Tom Smith

Personal information
- Full name: Thomas Smith
- Date of birth: 1877
- Place of birth: Ashton-in-Makerfield, England
- Date of death: Unknown
- Height: 5 ft 9 in (1.75 m)
- Position: Outside right

Youth career
- 1893–1895: Ashton Athletic

Senior career*
- Years: Team / Apps / (Gls)
- 1895–1897: Ashton Town
- 1897–1898: Preston North End / 4 / (0)
- 1898–1899: Southampton / 14 / (1)
- 1899–1900: Queens Park Rangers / 21 / (4)
- 1900–1901: Preston North End / 2 / (0)

= Tom Smith (footballer, born 1877) =

English footballer (1877–??)

Thomas Smith (born 1877) was a professional English footballer who played at outside-right for various clubs around the turn of the 20th century.

==Football career==
Smith was born in Ashton-in-Makerfield, Lancashire and played his early football for Ashton Athletic and Ashton Town in their pre-league era.

In May 1897, he joined Preston North End where another player of the same name was already playing, also as an outside-forward. Smith made four appearances in the Football League First Division, plus one in the FA Cup, before Preston made both players available at the end of the season. The directors of Southampton agreed to sign him, apparently under the misapprehension that they were signing the other player, who had established a reputation for being a "star". (The other Tom Smith went on to have a long career with Tottenham Hotspur, including scoring the second goal as the "Spurs" defeated Sheffield United to win the 1901 FA Cup Final.)

At the "Saints", Smith won the 100 yard sprint in the club's annual sports day, encouraging the directors to believe that they had signed the right player.

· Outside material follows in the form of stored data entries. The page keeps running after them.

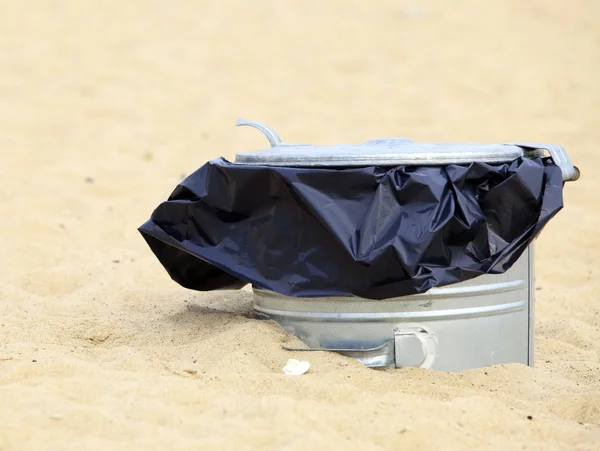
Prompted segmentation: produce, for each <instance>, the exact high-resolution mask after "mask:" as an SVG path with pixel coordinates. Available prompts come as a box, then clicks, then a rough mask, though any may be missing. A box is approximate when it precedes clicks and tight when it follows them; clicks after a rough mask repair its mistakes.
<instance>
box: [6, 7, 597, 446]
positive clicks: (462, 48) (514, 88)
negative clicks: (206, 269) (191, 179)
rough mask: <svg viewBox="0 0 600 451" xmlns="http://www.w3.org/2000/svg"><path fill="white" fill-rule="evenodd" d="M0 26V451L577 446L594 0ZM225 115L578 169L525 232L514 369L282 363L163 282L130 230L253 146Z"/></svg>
mask: <svg viewBox="0 0 600 451" xmlns="http://www.w3.org/2000/svg"><path fill="white" fill-rule="evenodd" d="M0 36H1V38H0V181H1V183H0V237H1V240H2V241H1V243H2V247H1V252H0V301H1V302H0V405H1V408H0V449H1V450H3V451H6V450H20V451H25V450H58V449H60V450H69V449H85V450H91V451H94V450H121V449H156V450H166V449H178V450H179V449H195V450H196V449H202V450H209V449H223V450H227V449H236V450H246V449H248V450H267V449H277V450H280V449H281V450H306V449H315V450H316V449H348V450H352V449H357V450H358V449H360V450H366V449H369V450H370V449H373V450H377V449H386V450H387V449H389V450H397V449H423V450H425V449H444V450H458V449H499V450H513V449H533V450H555V449H556V450H598V449H600V426H599V425H600V363H599V354H600V279H599V277H598V276H599V272H600V269H599V265H598V263H599V262H600V256H599V252H600V235H599V234H598V232H597V230H598V221H600V209H599V208H598V202H599V201H600V184H599V183H598V173H597V171H600V152H599V148H598V143H599V142H600V88H599V80H600V3H599V2H597V1H595V0H588V1H585V0H574V1H570V2H567V1H558V0H550V1H547V0H546V1H542V0H534V1H529V2H521V1H517V0H510V1H491V2H478V1H475V0H471V1H465V0H457V1H453V2H447V1H443V0H432V1H427V2H418V1H414V2H403V1H398V0H396V1H387V0H386V1H384V0H381V1H378V2H364V1H363V2H358V1H342V0H331V1H328V2H319V1H316V0H308V1H304V2H282V1H276V0H270V1H267V0H257V1H253V2H242V1H230V0H223V1H221V2H208V1H191V0H188V1H185V0H174V1H171V2H149V1H146V2H144V1H140V0H131V1H128V2H120V1H116V0H110V1H109V0H107V1H103V2H92V1H90V0H79V1H77V2H57V1H50V0H34V1H33V0H32V1H29V2H20V3H19V2H8V1H4V2H1V3H0ZM238 117H244V118H246V119H251V120H258V121H262V122H265V123H267V124H269V125H271V126H272V127H274V128H275V129H276V130H277V131H278V133H279V134H280V135H281V137H282V138H283V139H284V140H288V141H292V142H311V143H322V144H331V143H339V142H360V141H364V140H367V139H371V138H375V137H381V136H397V137H398V136H403V137H408V138H411V139H414V140H420V141H483V142H507V141H517V140H519V141H524V140H529V141H542V142H549V143H553V144H560V145H562V146H564V147H565V148H566V149H567V151H568V152H569V155H570V156H571V158H572V160H573V162H574V164H576V165H577V166H578V167H579V168H580V169H581V173H582V176H581V179H580V180H579V181H577V182H575V183H568V184H567V185H566V187H565V193H564V197H565V208H564V209H563V210H562V211H561V212H560V213H559V214H558V216H556V217H555V218H554V219H553V220H552V221H551V222H550V223H549V224H548V226H547V227H546V228H545V229H544V231H543V232H542V234H541V236H540V237H539V239H538V240H537V241H536V271H537V291H536V295H537V304H536V359H535V368H529V367H526V366H523V365H516V364H515V365H500V366H496V367H490V368H484V369H478V370H471V371H464V372H461V373H443V372H438V371H429V370H422V369H402V370H390V371H387V370H386V371H377V370H371V369H367V368H365V367H363V366H361V364H360V363H358V362H356V361H354V360H351V359H348V358H345V357H342V356H339V355H337V354H326V353H311V354H310V355H308V356H307V355H306V354H302V353H290V352H288V351H285V350H283V349H282V348H281V345H282V344H283V343H292V344H299V342H297V341H296V340H295V339H293V338H290V337H289V336H287V335H286V333H284V332H283V331H282V330H281V329H280V328H279V327H278V326H277V325H276V324H274V323H271V322H267V321H258V320H255V319H252V315H251V293H250V291H249V290H248V289H247V288H245V289H243V290H240V291H233V292H210V293H197V292H192V291H189V290H186V289H184V288H182V287H180V286H178V285H177V284H176V283H175V282H173V281H172V280H171V279H170V278H169V277H168V275H167V274H166V272H165V271H164V269H163V268H162V267H161V266H160V264H159V263H158V261H157V260H156V258H155V257H154V255H153V254H152V253H151V252H150V250H149V248H148V247H147V245H146V244H145V242H144V241H143V239H142V237H141V235H140V234H139V232H138V231H137V227H138V226H139V225H141V224H142V223H143V222H144V221H146V219H147V218H148V217H149V215H150V214H151V212H152V210H153V209H154V208H155V207H156V206H157V205H158V204H159V203H160V202H161V201H162V200H164V199H165V198H166V197H167V196H168V195H169V194H170V193H171V191H172V190H173V188H174V187H175V186H176V184H177V183H178V182H179V181H180V180H181V178H182V177H183V176H185V174H189V173H191V172H192V171H194V170H195V169H197V168H198V167H200V166H201V165H202V164H204V163H205V162H206V161H207V160H209V159H211V158H215V157H218V156H224V157H226V158H233V156H234V154H235V152H238V151H243V150H251V149H258V148H264V147H265V146H266V145H267V142H266V140H265V138H264V137H263V136H262V135H261V134H260V133H259V132H258V131H256V130H252V129H248V128H235V121H236V119H237V118H238ZM457 352H461V351H460V350H457ZM288 358H301V359H305V358H308V359H309V360H310V362H311V364H312V366H311V369H310V371H309V372H308V373H307V374H305V375H303V376H300V377H288V376H285V375H284V374H283V373H282V368H283V367H284V365H285V364H286V362H287V359H288ZM528 417H529V418H528Z"/></svg>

The "Saints" were about to embark on their first season in their new stadium and Smith made his debut for Southampton in the opening match at The Dell, against Brighton United on 3 September 1898. Smith scored the final goal in a 4–1 victory - the goal was described as "just such a goal as there is no doubt about – a shot which beats the goalkeeper almost before it is made".

Despite this auspicious start, Smith's subsequent indifferent form led the directors to realise that they had acquired the services of the wrong player, and by February Smith had lost his place, initially to Tom Nicol and then to Jimmy Yates. Smith left the Saints in the summer of 1899, to join Queens Park Rangers for their first season in the Southern League.

He returned to Preston in 1900 and spent one further season in the Football League, making two more appearances.